# Change of Integral Limits for Even Functions

For fun I’m enrolled in an online computational finance certificate at UW. In one of my homework problems I wanted to use the following fact about the integral of single variable, even functions: $\int_{-\infty}^{-x} f(s)ds = \int_{x}^{\infty} f(s)ds$

If it’s been a few years since you’ve taken calculus that may not make much sense, but trust me when I tell you that it’s analytically obvious, especially when looking at functions graphically, as this terrible hand drawn image shows: Intuitively, we know the two red areas are the same, so it seems we should be able to interchange the limits as I described above. Indeed, playing around in Mathematica suggests that this is true. However, I could not find a proof or theorem for this online so perhaps it is rarely used.
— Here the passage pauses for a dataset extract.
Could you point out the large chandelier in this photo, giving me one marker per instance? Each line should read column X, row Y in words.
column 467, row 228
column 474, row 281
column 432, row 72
I decided to prove it myself:

Original equation: $\int_{s=-\infty}^{s=-x} f(s)ds$

Use u-substitution with $-u=s$ and $-du=ds$ : $= \int_{u=\infty}^{u=x} -f(-u)du$

Bring minus sign outside integral: $= -\int_{u=\infty}^{u=x} f(-u)du$

Use the fact that $-\int_{b}^{a} f(x)dx = \int_{a}^{b} f(x)dx$ : $= \int_{u=x}^{u=\infty} f(-u)du$

By assumption $f$ is even so $f(-u)=f(u)$ : $= \int_{u=x}^{u=\infty} f(u)du$

Rewrite improper integral: $= \lim_{t \to \infty} \int_{x}^{t} f(u)du$

By Fundamental Theorem of Calculus: $= \lim_{t \to \infty} [F(t)] - F(x)$

By Fundamental Theorem of Calculus: $= \lim_{t \to \infty} \int_{x}^{t} f(s)ds$ $= \int_{x}^{\infty} f(s)ds$
Which is exactly the result we were trying to obtain.